In 2005, while working on her master's thesis, Wolpe and the LAWSC produced an all-female production of The Merchant of Venice in which she played Shylock. As a victim of antisemitism, the Shylock role led Wolpe to a greater understanding of the spread of intolerance and discrimination and helped provide a link to her Jewish background represented by her father's family. This work would lead to Wolpe's solo show Shakespeare and the Alchemy of Gender.

== Shakespeare and the Alchemy of Gender ==
In 2007, Wolpe obtained her M.F.A in theater and interdisciplinary art from Goddard College and her one-woman show, Shakespeare and the Alchemy of Gender, grew out of work that she performed for her degree. After graduation, Wolpe received a grant that enabled her to spend a month writing the show. She first performed it at the Provincetown, Massachusetts Women's Theater Festival clocking in at just under two-and-a-half hours without intermission. Wolpe later edited the show down to 90 minutes and eventually one hour.

Shakespeare and the Alchemy of Gender blends aspects of Wolpe and her Jewish family's history along with her favorite parts from Shakespeare. The show is dedicated to her father, Hans Wolpe, who fought Nazis and later became an academic in America. Hans Wolpe's family was killed at Auschwitz, and he committed suicide when Lisa was age four. According to Wolpe, she contemplated the ghost of her father while performing excerpts from Shakespeare in her show, and, according to one critic, the search for her father was a means of catharsis.

Wolpe performed Shakespeare and the Alchemy of Gender for the Verona, Italy Shakespeare Fringe Festival in 2023. In statements published in the Verona River News, Wolpe said that "there is a huge crackdown on intelligence in the United States. They have defunded education, banning people from reading books; there are television stations that tell lies; and now they are erasing Shakespeare in many places." Wolpe also referred to the apparent banning of Shakespeare in a Miami, Florida school district.
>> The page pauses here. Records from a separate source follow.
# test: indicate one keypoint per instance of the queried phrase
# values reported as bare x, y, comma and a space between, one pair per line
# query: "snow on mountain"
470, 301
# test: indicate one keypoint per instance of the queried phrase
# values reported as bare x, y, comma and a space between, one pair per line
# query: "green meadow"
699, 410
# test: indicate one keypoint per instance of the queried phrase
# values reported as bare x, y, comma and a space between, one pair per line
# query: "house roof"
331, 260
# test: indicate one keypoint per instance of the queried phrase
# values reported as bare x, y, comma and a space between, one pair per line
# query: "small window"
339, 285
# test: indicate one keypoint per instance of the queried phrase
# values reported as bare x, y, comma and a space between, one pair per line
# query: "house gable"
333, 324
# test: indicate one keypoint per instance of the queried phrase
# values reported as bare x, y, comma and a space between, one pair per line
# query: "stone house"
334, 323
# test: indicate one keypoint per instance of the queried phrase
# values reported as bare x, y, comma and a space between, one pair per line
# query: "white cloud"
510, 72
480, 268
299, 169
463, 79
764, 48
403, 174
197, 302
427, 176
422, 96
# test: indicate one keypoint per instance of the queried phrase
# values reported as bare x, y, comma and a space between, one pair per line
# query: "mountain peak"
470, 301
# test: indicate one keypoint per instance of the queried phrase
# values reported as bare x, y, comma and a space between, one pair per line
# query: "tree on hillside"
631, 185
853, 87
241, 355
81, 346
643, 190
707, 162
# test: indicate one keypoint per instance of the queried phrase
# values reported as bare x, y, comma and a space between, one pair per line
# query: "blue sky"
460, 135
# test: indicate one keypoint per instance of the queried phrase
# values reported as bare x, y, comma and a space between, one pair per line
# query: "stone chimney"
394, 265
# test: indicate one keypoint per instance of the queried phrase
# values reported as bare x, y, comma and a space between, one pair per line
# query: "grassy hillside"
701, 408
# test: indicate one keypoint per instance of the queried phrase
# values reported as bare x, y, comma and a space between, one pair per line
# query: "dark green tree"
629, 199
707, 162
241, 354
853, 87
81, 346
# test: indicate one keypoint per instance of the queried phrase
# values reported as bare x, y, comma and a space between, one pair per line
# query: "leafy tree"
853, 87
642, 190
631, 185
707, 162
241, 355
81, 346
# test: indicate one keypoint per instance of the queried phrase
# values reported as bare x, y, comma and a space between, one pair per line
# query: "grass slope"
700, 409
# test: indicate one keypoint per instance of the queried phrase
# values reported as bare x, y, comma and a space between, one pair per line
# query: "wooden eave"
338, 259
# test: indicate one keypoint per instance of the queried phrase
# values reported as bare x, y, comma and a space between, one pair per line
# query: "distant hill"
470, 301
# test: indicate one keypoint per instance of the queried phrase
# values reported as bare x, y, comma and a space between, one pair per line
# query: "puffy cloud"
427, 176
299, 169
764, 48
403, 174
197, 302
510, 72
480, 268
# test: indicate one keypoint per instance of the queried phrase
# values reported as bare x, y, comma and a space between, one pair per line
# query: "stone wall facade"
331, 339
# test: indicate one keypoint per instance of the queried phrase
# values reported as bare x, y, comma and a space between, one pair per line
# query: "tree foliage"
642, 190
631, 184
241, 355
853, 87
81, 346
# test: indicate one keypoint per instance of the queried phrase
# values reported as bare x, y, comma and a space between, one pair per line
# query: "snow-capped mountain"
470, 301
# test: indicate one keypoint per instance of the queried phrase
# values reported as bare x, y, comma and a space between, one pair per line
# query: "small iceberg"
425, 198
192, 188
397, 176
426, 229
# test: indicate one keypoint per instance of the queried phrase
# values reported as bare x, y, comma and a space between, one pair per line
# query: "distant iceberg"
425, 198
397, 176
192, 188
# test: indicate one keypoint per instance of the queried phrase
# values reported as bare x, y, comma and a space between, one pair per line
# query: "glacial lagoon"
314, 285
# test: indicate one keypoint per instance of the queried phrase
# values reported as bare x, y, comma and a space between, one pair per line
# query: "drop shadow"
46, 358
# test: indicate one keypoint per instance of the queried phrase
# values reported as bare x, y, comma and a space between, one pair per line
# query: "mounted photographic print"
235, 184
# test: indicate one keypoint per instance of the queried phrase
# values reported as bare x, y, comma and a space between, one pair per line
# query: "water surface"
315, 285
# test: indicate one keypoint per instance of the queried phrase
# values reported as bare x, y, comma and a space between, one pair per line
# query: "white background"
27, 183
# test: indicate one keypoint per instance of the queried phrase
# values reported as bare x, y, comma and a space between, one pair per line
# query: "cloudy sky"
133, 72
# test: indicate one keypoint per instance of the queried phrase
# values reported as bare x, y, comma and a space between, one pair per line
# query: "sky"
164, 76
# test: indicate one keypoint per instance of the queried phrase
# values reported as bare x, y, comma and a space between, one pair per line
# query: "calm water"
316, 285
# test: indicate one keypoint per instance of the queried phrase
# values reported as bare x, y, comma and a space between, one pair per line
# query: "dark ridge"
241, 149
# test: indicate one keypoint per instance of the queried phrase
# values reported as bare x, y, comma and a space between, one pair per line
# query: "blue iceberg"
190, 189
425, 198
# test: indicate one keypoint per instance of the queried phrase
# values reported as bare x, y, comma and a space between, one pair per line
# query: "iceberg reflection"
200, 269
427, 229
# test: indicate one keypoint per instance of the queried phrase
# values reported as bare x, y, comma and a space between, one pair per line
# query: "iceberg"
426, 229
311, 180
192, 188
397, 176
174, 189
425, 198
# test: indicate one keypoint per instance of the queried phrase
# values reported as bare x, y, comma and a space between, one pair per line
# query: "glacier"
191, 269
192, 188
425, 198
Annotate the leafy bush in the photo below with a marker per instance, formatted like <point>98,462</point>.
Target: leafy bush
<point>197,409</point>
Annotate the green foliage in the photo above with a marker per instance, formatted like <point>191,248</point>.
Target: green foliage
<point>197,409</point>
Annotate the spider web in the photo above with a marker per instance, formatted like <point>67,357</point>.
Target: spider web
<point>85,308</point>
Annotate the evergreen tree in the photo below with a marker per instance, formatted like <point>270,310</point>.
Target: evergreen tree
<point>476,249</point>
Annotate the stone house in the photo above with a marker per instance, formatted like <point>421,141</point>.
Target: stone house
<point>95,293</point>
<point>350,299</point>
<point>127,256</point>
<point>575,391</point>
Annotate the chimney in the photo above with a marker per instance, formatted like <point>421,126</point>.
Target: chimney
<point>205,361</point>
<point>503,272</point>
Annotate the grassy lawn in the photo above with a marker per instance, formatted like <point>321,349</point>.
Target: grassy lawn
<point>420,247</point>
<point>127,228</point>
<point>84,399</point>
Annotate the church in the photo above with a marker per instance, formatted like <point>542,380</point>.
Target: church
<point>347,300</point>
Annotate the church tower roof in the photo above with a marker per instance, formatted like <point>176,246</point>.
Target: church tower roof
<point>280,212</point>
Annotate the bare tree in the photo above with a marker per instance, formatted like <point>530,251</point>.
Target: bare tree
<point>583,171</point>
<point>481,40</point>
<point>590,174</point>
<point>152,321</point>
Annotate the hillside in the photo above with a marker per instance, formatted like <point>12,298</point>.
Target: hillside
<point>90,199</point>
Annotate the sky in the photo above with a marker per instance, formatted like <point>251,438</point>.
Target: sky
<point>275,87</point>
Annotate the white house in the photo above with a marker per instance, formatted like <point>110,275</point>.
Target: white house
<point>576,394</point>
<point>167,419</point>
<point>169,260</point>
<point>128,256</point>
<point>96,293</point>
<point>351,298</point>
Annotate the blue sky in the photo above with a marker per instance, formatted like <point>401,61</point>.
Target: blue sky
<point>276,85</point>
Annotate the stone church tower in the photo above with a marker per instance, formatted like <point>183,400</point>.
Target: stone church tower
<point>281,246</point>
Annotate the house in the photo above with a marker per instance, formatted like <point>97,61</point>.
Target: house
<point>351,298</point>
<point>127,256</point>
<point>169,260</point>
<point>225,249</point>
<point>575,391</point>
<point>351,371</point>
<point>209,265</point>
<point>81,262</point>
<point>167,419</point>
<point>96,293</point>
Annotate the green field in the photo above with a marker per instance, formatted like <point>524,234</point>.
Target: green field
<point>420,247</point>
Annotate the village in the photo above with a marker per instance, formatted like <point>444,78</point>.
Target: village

Wolpe, an "acknowledged expert in cross-gender performance" performed the lead character for the New Haven Elm Shakespeare Company's production of Richard III in August 2024. Wolpe's Richard was done in Elizabethan costume without props, crutches, or affectations. Wolpe had also performed Shakespeare and the Alchemy of Gender for the Elm Shakespeare Company earlier in 2024.

== Teaching & outreach ==
In 2015, Wolpe established the TranShakespeare workshop and worked in collaboration with King's College, London and the Young Vic theater. Goals of the project were "re-gendering, gender blending, and cross-gendering of Shakespeare internationally." The two-week workshop involved the efforts of around 36 directors, dramaturgs, and actors.

During the "pandemic year," Wolpe taught, acted, and directed Shakespeare in more than twenty universities and festivals including Boston University, the University of Arizona, the Great River Shakespeare Festival, and the Prague Shakespeare Company.

In 2026, Wolpe's work will be archived within the Shakespeare Institute in Stratford to help honor a year devoted to "Shakespeare's Sisters".